Gli accordi del carbone – 1946

Una delle rubriche di questo Blog è Artigianato e industria. Non ho ancora scritto molto sul tema, che è però uno dei miei favoriti. Strano che mi capiti di inaugurare la rubrica proprio oggi, parlando di una industria dalle origini antiche, quella mineraria. Non in toni leggeri come sono abituata a fare; ma pur sempre in sintonia con i temi del blog ITINERARI, in questo caso nel tempo, perché è importante la strada che si percorre, ma ancora più importante da dove si viene.

Mi sono ricordata di 20 anni fa, quando a Marzabotto, in provincia di Bologna, ho incontrato un signore, molto anziano, che quando sentì che vivevo in Belgio, mi raccontò che aveva lavorato a Charleroi, nelle miniere. Allora non mi impressionò… non conoscevo molto della storia di Marcinelle, Bois de Caziers o degli altri siti minerari, ma mi ricordo che mi raccontò di un accordo di scambio: manodopera e carbone…

Ora a 70 anni da quegli accordi tra l’Italia ed il Belgio del 1946 chiamati ‘accordo sulle condizioni relative all’invio di manodopera italiana in Belgio ed alle forniture di carbone’, mi torna in mente quel signore.

L’accordo prevedeva : per ogni scaglione di 1000 operai italiani che lavoreranno nelle miniere, il Belgio esporterà verso l’Italia: tonn. 2500 mensili di carbone, se la produzione mensile sarà inferiore a tonn. 1.750.000; tonn. 3000 se la produzione sarà compresa tra… e.... ecc.

Allora mi sono documentata un po’, tra un film ed un libro, sulla catastrofe di

nel 1956, dieci anni dopo gli accordi del carbone.…







“L’ascensore, è una gabbia lunga che tiene quaranta persone, cinque persone per ogni piano, otto piani di un metro e venti d’altezza, che bisogna starci dentro seduti o piegati sui ginocchi.  Le due gabbie funzionavano insieme, una scende e una monta… Il primo ascensore parte alle 7 e in tre minuti arriva a mille metri, quando è al fondo l’altro è alla superficie con sopra quelli della notte che rientrano.  Per scendere tutto il personale passa mezzora. […] I minatori non si chiamavano di nome, ma di numero”  (La catastrófa – Paolo Di Stefano, Sellerio Editore Palermo, 2011).

Era una città sotterranea con temperature di 40 gradi, con gallerie basse e lunghe, anche qualche kilometro.
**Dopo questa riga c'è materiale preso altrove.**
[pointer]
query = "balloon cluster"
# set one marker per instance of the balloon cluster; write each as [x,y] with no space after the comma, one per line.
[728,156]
C’erano stalle per i cavalli, locomotive, binari per i carrelli del carbone. “Il rumore lì sotto al chiuso si sentiva cento volte più forte che all’aria aperta, i macchinari a aria compressa, i motori .. ed anche gli odori e le puzze si sentivano cento volte di più…”

Dovevi lavorare almeno un anno, dopo cinque potevi avere un permesso per fare altri lavori, come in fabbrica. Pagamento a cottimo, quindi per sfuggire alla miseria, si era in competizione anche per fare i doppi turni, per guadagnare un po’ di più. ‘Non ublieremo mai…’ dice uno dei testimoni intervistati nel libro ‘La catastrófa’.

La storia è un cerchio, o una spirale. A futura, ma anche presente, memoria.